You have your reasons though and that’s fine, I mean we’re not talking to one another currently, this blog might be more for myself than for the idea that you’ll see it and decide to reach out to me like I have done to you.

That may be just another silly little pipe dream of mine but the heart wants what it wants.

Anyway, keep your secrets.

You know how I feel.

Somewhere deeply rooted within in is that teenage boy that loved talking to you, that loved you. You can come to me with anything, I’ll lend an ear, it’s the least I can do.

Voices in my head are reviewing that one video I sent…

The one where I declare I’m a homosexual, and put on a voice and everything…

They also seem to be surprised that I “don’t feel stupid.”

Just chalk it all up to madness and go live the rest of your life.

Who are you going to show that video to that will have a direct impact on my future?

I’d like to meet them.

More Words

I keep finding new combinations of words for things I’ve already said.

Voices are going back through my memories, specifically Central Park.
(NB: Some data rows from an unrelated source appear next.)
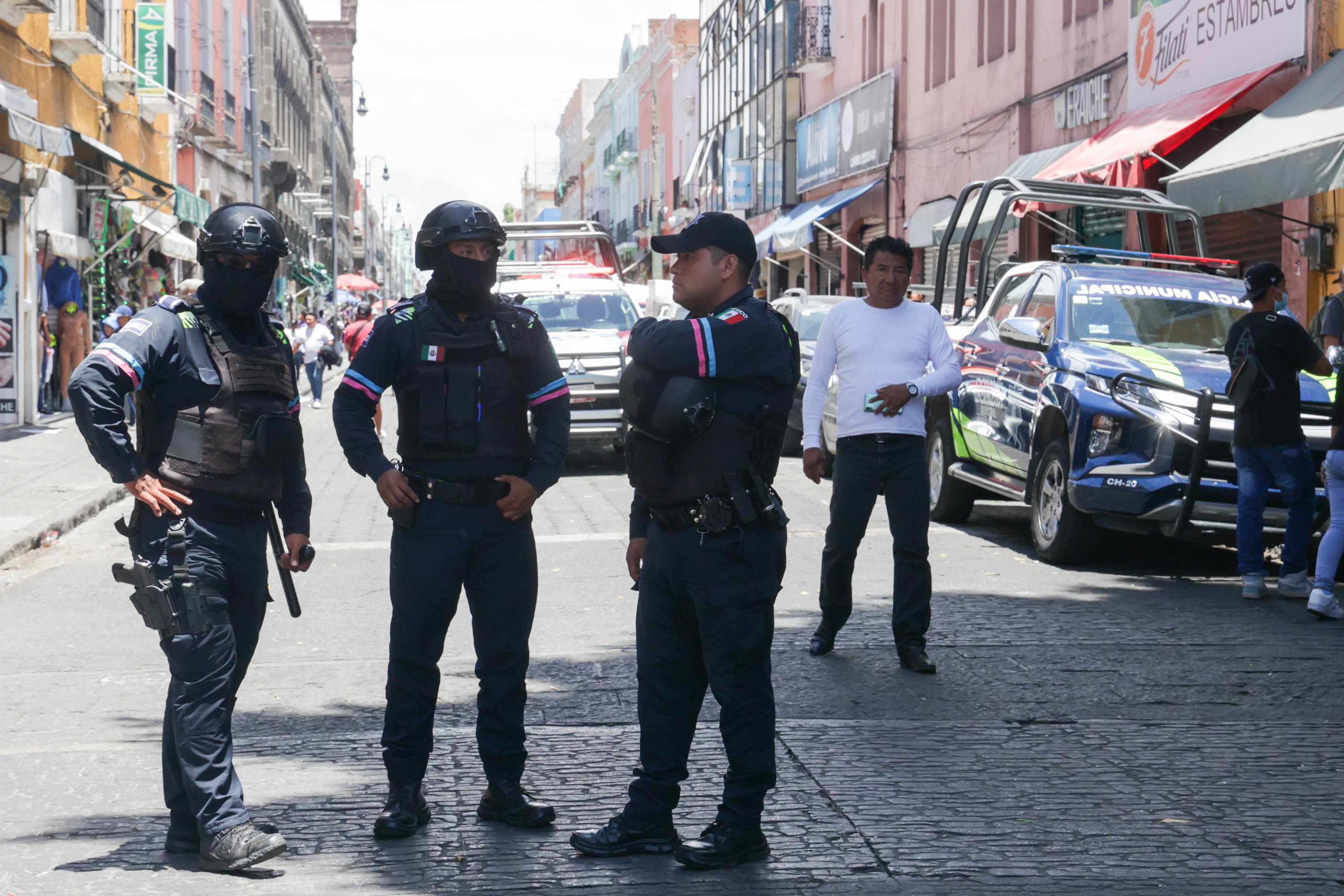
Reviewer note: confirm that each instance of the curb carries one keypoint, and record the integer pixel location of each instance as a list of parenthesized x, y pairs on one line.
[(65, 519), (89, 505)]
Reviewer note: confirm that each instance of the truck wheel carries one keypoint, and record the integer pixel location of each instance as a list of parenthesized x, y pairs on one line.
[(951, 500), (1062, 532)]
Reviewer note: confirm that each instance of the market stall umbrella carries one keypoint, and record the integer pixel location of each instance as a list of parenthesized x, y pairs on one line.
[(355, 283)]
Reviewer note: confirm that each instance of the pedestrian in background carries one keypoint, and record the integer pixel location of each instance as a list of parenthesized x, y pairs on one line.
[(1269, 350), (310, 339), (354, 338), (881, 347)]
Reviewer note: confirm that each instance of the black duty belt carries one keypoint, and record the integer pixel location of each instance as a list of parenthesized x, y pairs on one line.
[(749, 499), (468, 493)]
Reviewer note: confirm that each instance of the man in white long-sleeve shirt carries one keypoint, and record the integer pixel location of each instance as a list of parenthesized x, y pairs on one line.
[(890, 354)]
Someone in my head said they wanted ME to be raped.

Hot damn.

According to the voices

Your husband sounds like a guy that needs quite a bit of help.

I know I don’t know him, and I don’t know what he’s like or how “wonderful” he may or may not be, but they say he’s trying to “commit suicide” by drinking paint..? Isn’t most paint non-toxic nowadays? I mean maybe he’d need to get his stomach pumped but like I said, I don’t know anything about your neck of the woods, other than you being unwilling to communicate with me.

I’m just some cosmic plaything for the whim of the universe, what with this mental illness and all.

I thought I’d use the “power of attraction” to try and get you back into my life but that stuff seems all hokey. Like pretending I already have you and am in a relationship with you when it’s clear you reside somewhere with me, in my memories, my mind and heart, but what I desire is something real time communications, tangible, to hold you hand, etc.

I prefer the “No Mind” concept of Zen anyway, I don’t want to double down on being or seeming obsessed with you.